Roger and Dorothy Acheson

The Achesons were interviewed in 1976 by Mary Giles for the Bicentennial Celebration. They had spent their time working on the family dairy farm for many years.


We came from New Bedford and raised vegetables for a long time. During the depression I worked for the government.


You like my paintings? I started (painting) when we stopped keeping cows—is it four years? – Or a little while after. We both went to evening classes at the high school. Mrs. Leuvelink was teaching. She showed us how to use oil paints. Yes, she’s a wonderful teacher.

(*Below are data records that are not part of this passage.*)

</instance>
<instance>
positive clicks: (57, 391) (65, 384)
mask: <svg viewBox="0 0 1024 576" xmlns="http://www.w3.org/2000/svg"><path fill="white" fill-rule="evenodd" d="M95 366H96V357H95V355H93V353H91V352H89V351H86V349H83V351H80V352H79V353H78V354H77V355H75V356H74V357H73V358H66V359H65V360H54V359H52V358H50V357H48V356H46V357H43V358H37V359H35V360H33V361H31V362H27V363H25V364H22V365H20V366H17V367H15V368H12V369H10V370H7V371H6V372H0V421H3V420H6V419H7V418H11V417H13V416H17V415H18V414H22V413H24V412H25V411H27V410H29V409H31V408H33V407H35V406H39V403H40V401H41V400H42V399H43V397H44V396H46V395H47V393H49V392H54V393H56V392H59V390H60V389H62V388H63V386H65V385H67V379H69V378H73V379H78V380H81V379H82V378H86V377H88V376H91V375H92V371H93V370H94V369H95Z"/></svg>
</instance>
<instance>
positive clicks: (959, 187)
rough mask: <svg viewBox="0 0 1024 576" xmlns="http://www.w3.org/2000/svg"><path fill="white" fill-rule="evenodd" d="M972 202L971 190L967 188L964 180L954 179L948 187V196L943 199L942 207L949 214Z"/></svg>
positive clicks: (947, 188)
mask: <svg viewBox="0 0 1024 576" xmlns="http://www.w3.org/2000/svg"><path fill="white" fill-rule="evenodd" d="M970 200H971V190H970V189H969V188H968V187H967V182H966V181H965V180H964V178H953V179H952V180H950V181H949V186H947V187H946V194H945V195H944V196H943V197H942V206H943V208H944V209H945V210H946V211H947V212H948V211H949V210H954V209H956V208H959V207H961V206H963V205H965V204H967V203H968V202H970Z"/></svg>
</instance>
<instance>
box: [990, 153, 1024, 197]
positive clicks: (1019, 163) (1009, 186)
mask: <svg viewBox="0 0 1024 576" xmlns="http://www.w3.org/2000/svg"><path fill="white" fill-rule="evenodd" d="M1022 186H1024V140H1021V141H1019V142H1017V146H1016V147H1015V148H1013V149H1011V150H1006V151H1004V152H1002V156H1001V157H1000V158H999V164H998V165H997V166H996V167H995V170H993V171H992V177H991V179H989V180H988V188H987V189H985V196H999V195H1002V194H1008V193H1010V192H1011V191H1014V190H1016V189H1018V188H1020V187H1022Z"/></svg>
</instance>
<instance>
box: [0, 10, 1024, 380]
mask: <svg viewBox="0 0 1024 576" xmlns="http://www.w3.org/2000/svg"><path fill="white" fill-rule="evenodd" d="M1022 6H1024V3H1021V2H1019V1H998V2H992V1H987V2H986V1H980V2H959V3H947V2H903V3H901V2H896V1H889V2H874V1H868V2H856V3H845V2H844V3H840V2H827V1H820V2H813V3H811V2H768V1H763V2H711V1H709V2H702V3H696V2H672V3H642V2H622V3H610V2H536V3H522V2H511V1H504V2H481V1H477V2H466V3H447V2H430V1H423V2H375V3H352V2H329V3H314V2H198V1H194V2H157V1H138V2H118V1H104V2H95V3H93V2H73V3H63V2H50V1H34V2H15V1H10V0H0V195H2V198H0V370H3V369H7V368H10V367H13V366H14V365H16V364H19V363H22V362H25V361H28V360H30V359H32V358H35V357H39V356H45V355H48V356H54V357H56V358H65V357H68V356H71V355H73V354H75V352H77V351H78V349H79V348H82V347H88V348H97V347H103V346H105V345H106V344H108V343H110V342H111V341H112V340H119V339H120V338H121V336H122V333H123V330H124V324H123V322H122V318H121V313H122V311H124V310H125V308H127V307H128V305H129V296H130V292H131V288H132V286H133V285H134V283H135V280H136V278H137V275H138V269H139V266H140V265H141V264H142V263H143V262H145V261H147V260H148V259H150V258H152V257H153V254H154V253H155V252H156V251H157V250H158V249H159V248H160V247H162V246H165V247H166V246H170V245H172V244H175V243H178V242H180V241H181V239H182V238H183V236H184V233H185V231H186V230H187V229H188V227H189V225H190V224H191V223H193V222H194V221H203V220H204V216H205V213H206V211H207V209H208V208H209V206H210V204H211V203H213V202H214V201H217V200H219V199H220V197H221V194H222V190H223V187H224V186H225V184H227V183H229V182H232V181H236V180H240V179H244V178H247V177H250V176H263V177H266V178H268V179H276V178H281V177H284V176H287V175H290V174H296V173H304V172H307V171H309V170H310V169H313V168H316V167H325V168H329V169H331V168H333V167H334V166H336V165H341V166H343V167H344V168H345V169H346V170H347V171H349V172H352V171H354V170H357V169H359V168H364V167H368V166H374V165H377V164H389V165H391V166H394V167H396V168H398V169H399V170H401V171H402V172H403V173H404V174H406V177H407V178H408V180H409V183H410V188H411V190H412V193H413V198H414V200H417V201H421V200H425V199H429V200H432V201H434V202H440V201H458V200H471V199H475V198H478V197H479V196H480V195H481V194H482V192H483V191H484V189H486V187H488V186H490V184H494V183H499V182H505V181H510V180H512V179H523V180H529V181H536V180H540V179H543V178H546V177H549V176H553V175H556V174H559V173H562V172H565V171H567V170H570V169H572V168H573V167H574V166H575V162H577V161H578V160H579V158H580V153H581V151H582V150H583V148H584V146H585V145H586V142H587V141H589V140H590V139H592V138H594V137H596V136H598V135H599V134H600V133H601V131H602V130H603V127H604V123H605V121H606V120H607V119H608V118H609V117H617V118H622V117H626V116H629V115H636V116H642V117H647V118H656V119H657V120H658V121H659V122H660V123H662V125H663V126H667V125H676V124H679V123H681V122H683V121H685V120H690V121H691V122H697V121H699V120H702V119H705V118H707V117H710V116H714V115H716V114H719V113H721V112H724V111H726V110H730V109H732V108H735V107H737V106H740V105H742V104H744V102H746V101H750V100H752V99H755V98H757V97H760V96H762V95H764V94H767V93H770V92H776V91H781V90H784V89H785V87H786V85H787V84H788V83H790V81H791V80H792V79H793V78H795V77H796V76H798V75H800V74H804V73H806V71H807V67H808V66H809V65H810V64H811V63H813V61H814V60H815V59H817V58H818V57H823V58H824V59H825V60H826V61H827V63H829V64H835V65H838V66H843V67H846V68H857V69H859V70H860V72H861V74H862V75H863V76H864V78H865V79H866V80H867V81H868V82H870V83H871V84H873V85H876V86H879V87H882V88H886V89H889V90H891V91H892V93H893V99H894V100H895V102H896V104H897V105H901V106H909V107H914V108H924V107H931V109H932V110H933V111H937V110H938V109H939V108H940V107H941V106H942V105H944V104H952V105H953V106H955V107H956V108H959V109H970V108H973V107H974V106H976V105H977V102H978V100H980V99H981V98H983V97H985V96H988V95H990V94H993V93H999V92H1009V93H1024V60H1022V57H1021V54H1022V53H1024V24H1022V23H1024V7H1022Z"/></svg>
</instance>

Interviewer—“Where did you sell your milk when you were in the dairy business?”


Uh, we sold it first to Hood’s. We had a cooler—tank with water in it and they furnished us with 40-gallon cans and they came out every day and—it was around 1944-45, 30 years ago. After we got a larger herd, it was more profitable than raising vegetables. With farming we could sell about so much to the stores and if we sold wholesale, we should have had a lot more in order to get the volume business.


We never had any trouble selling all our milk because we had high quality milk (Guernsey cattle). That’s why we got a premium. We sold it as Grade A milk—got a cent a quart premium on it because it was high quality butter fat and low bacteria, but then they began to do away with Grade A milk and later they said we had to put in a bulk tank and you just put the milk in it and that cools it. You don’t put any water in it—the water is in an outside compartment and it runs by electricity, so we put the milk in it and then they came with a tank truck and pumped it out into the tank. It was much simpler—some men who used to work on the truck sprained their back for life—and so the truck driver liked it much better.


Raising cattle for milk—its long hours and you’ve got to watch all the time to see that they don’t get diseases. Oh, we had them get loose once in a while, but we got electric fences and we got them trained to that. So long as the fence didn’t get grounded, it was all right, but you have some branches fall on it and it grounds it and there’s no current in it then.


We raised most of our own feed for the cattle. Jim, my son, had the farm across the road. He bought that in 1948. The two of us could do better than one man alone but we had to be very careful and look out for mastitis and a lot of other things. We had the veterinarian out at least once a week to check the cows and everything. You can’t have mastitis and get good milk.


On staying at home—“I wouldn’t want to go traveling alone,” says Dorothy. Roger says, “When you are over 80 years old, you should stay at home—I’m 77 and she’s 82.”


I think we’re becoming too large for the kind of town government we have. Where we have 12,000-14,000 people in town and they have a job getting 200 people to Town Meeting to run the business, and those that have an axe to grind—they’ll come and get what they want. If we had a limited Town Meeting, not as big as Dartmouth has, say, one or two members for each section, they’d go and feel responsibility and we’d have equal representation. Not a group from one place came to get their roads or something like that. I think it would be better if we could change it.


Dorothy: “I think it will come about sometime.”

Roger:     “Some of the people who are against it are some of the people   who don’t even go.”


When we first come down here, they were paving Horseneck Road and they’d gotten down to the corner at the bend in the road. Pine Hill Road and Horseneck were just the same. It was paved beyond us, just down to the corner of the Old Horseneck Road. There was no electricity and we had a dug well; we have a driven well now because we needed more water for the cows.


There’s something I should have told you. When we started testing our cows, they produced an average of 6,000 pounds of milk and when we sold out, they were producing an average of over 14,000 pounds of milk. This was due to the artificial insemination. That was the average of the herd and we kept the butterfat up—the butterfat was still up about 5 per cent.


We sold the herd at an auction. We sold all except some of the heifers that were not milking yet and we kept them and sold them to individual farmers.